Также Толстой проводит различие между совестью как «сознанием того духовного существа, которое живет во всех людях» и тем, что часто люди считают за совестьѰ и что представляет собой не сознание этого духовного существа, а то, что считается хорошим или дурным теми людьми, с которыми они живутѰ. Основная трудность здесь касается того, что те люди, с которыми мы живем, могут называть «сознанием того духовного существа, которое живет во всех людях» то, что считается хорошим и дурным вокруг них. То есть легко можно представить ситуацию, в которой не сознание духовного существа, а то, что считается хорошим или дурным людьмиѰ, считалось бы сознанием духовного существаѰ. По крайней мере, неясно, как избавиться от мучительного беспокойства: слышим ли мы «голос того единого духовного существа, которое живет во всех», или то, что считается хорошим или дурным теми людьми, с которыми мы живемѰ? Мы прислушиваемся к «голосу» совести, но не понимаем, к чему именно мы прислушиваемся. (Не понимаем, в каком именно регистре: символическом или феноменологическом – звучит этот «голос».)[4] Совершенно неясно, «живет» ли в этот момент в нас единое духовное существо, или в нас «живут» те люди, с которыми мы живем.
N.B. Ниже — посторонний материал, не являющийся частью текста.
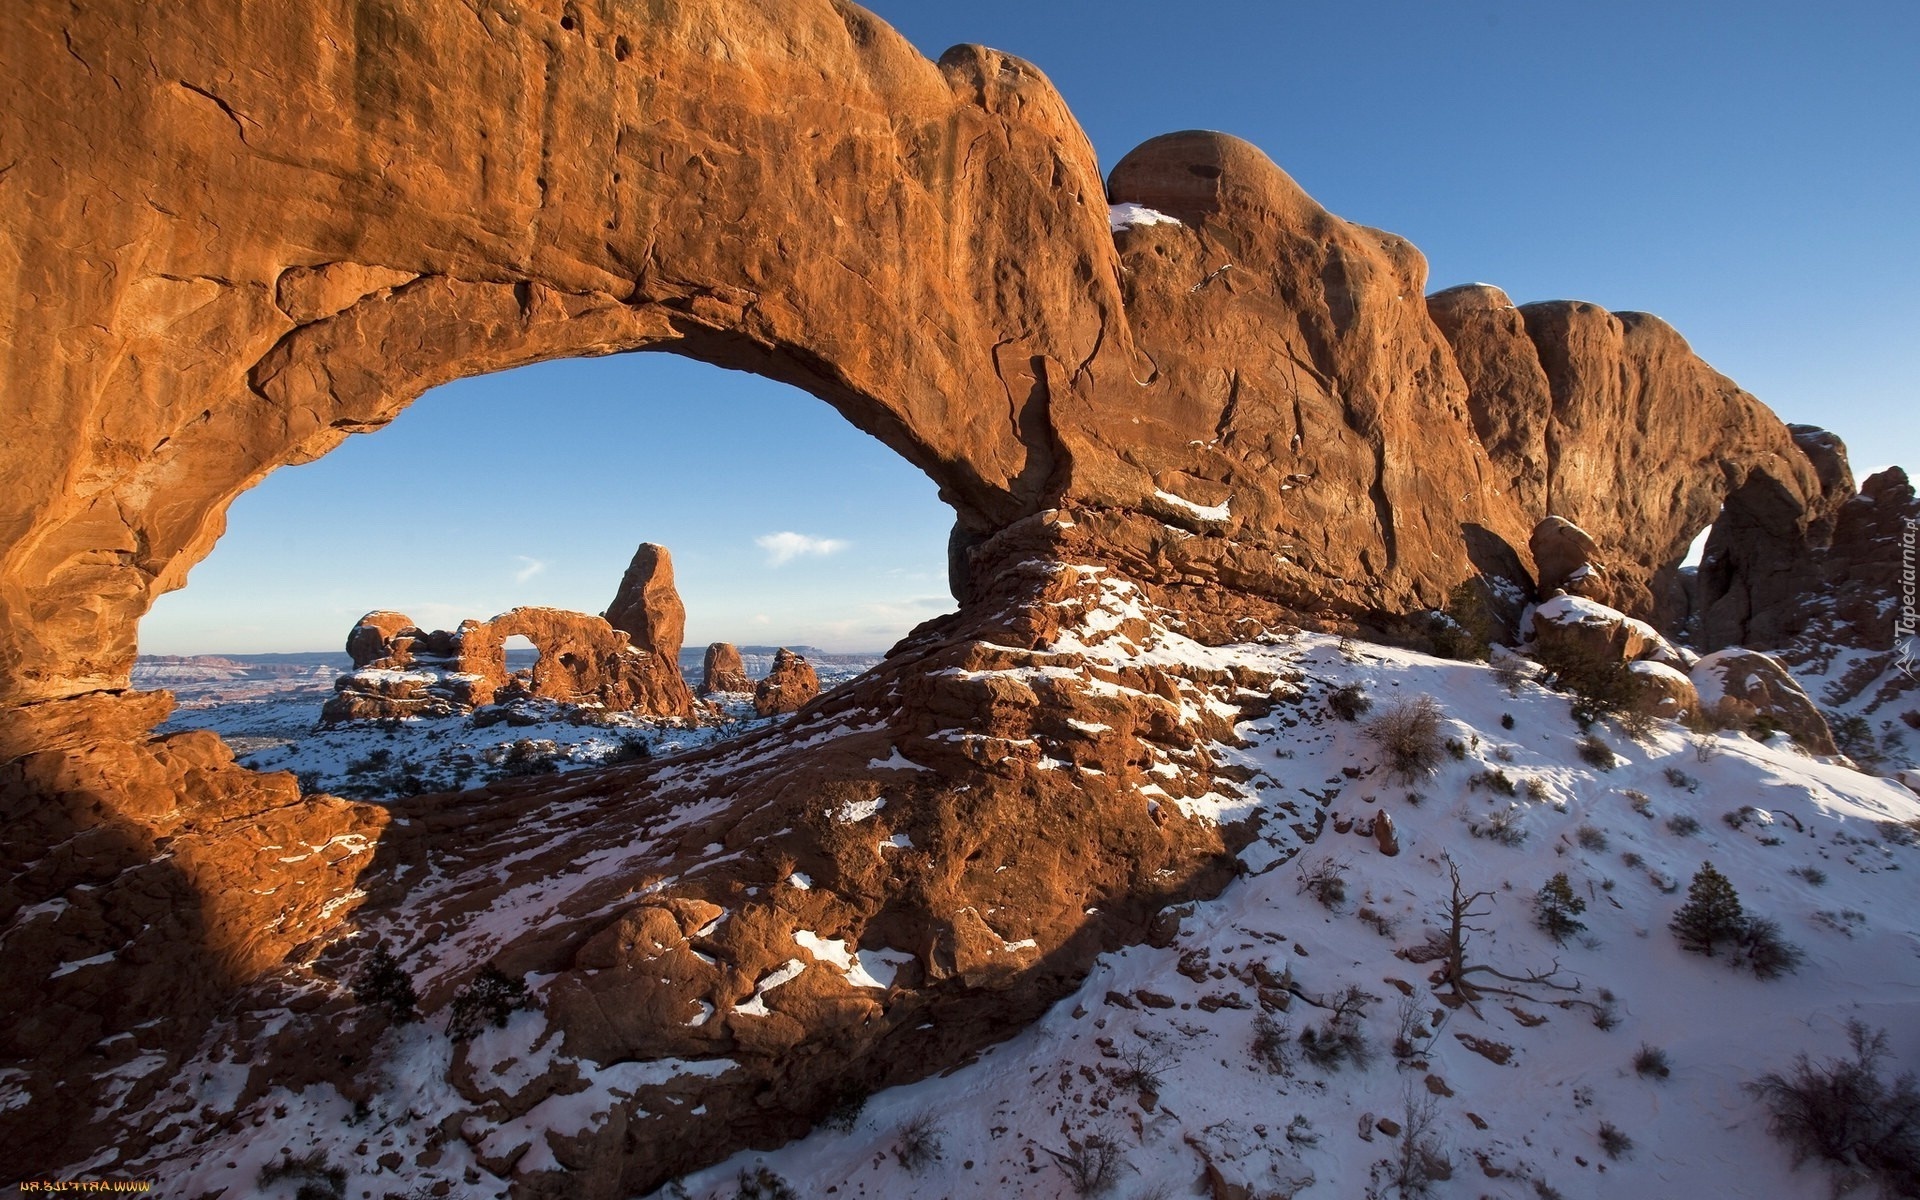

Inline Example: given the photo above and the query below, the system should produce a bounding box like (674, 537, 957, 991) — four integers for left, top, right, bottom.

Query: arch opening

(135, 350, 956, 798)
Толстой пишет: «В каждом человеке живут два человека»; мне кажется, проблема в том, что в каждом из этих двоих могут жить как минимум еще двое. То есть, в терминологии пункта-1 толстовского рассуждения, «зрячий, духовный» человек распадается на слепо-телесного зрячего духовногоѰ и «зряче-духовного зрячего духовного». (В терминологии пункта-3 «сознание единого духовного существа» распадается на то, что считается сознанием духовного существаѰ, и само «сознание духовного существа».) Не ясно, как остановить этот регресс.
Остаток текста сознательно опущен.